The big meat companies have objected the loudest to COOL. Canadian and Mexican meat groups took the U.S. to court at the World Trade Organization (WTO) when the USDA first announced its regulations for implementing COOL, charging that the rules would discriminate against them, and they won. To the Obama Administration’s credit, they issued a revised rule that actually strengthened COOL, requiring more detail about where an animal was born, raised and slaughtered. The current suit is intended to block the revised regulations that were issued this spring in response to the WTO ruling.
Big Meat’s argument? The law violates their right to free speech, by compelling them to provide information that they would not provide voluntarily.
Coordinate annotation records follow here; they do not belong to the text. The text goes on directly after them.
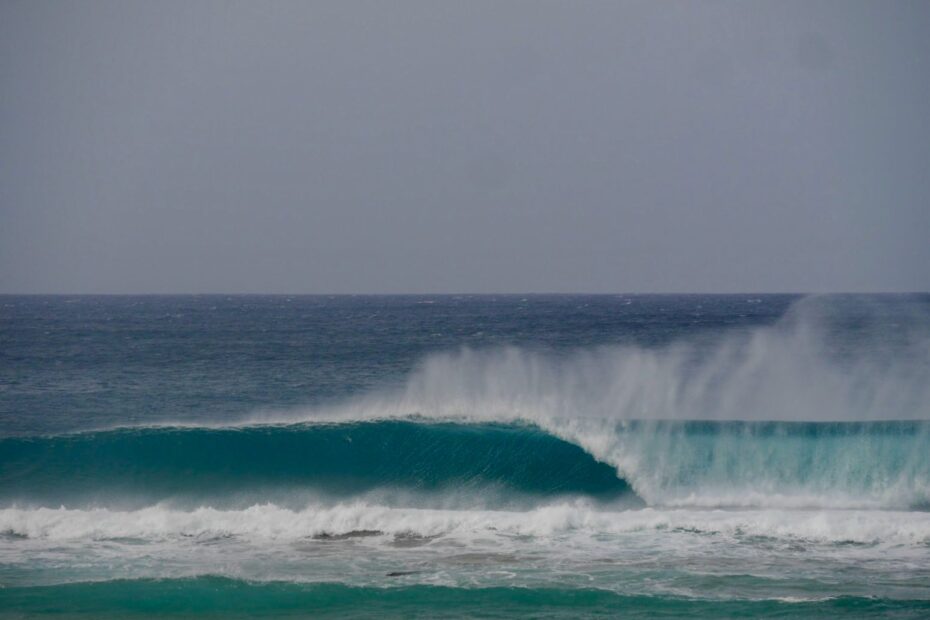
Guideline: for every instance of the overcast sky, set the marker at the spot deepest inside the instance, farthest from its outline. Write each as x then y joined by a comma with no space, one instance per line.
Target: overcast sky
353,147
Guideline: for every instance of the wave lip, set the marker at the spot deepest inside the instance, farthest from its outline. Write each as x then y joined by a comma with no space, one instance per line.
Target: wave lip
331,460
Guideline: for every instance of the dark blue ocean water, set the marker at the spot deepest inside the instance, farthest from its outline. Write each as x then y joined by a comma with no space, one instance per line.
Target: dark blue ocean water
465,455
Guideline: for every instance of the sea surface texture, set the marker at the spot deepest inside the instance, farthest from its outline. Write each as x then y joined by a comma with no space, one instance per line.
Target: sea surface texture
455,456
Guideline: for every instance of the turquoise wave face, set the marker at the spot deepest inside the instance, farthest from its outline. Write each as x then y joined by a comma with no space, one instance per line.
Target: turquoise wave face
338,460
696,464
234,598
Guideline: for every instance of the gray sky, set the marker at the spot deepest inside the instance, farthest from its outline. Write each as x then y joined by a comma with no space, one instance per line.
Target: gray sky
464,146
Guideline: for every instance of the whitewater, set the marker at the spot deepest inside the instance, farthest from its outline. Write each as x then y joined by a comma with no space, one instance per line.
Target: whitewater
564,455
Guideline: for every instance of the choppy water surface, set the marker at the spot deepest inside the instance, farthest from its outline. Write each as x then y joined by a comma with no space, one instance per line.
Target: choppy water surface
448,456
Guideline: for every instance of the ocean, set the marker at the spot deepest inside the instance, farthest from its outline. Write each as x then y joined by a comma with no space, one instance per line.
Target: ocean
487,456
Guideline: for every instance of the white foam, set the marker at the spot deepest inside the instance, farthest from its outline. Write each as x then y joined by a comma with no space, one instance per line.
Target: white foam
577,519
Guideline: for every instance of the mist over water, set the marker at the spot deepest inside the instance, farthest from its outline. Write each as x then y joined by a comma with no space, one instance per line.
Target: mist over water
735,450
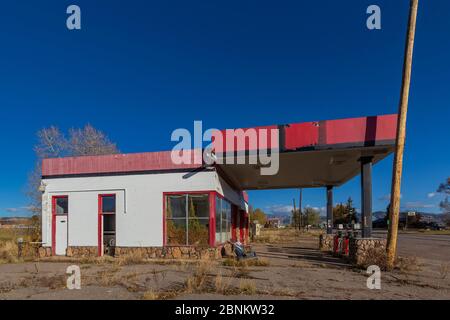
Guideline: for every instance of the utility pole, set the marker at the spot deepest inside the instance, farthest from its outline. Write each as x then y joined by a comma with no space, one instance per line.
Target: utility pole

This is the same argument a coalition of tobacco companies used when they sued to block enhanced warning label requirements on cigarette packages. The Supreme Court has traditionally made a distinction between political speech, which is strictly protected by the Constitution, and commercial speech, (intended to “propose a commercial transaction”) but as the Court has become more and more friendly to their interests, corporations are getting increasingly aggressive in asserting their new-found rights. And the right to keep us in the dark is among them. Big Meat wants us to believe, as their legal complaint states, that “beef is beef, whether the steer or heifer was born in Montana, Manitoba, or Mazatlán. The same goes for hogs, chickens, and other livestock.”
Whether or not this absurd argument holds up in court, (the first hearing will be August 27) it’s not the only legal tactic Big Meat could borrow from Big Tobacco. Two massive international trade and investment agreements currently under negotiation would grant corporations something that might best be termed the Right to Profit. The Investor-State Dispute Resolution (ISDR) mechanism grants corporations the right to sue national governments in a private trade court for any government action that interferes with the investor’s expected profits. ISDR has already been built into a number of bilateral agreements, so we know what it means in practice. Perhaps most relevant to food labeling is the case of Phillip Morris v. Uruguay. In 2010, the tobacco giant used ISDR to bring a $2 billion suit against the government of Uruguay for enacting new regulations that would require prominent health warnings on cigarette packs. This particular case has not been decided yet, but in 2012, the plaintiffs won 70 percent of such ISDR cases.
Time and time again trade rules strengthen the hand of multinational corporations at the expense of the rest of us. The implications for food labeling could not be clearer. More and more people around the world are demanding their right to know about what they’re eating—whether through labeling GMOs and other ingredients, COOL or other labeling schemes. We need to let Congress and the President know that trade rules and laws must reflect the public interest, not the right of secrecy for big corporations.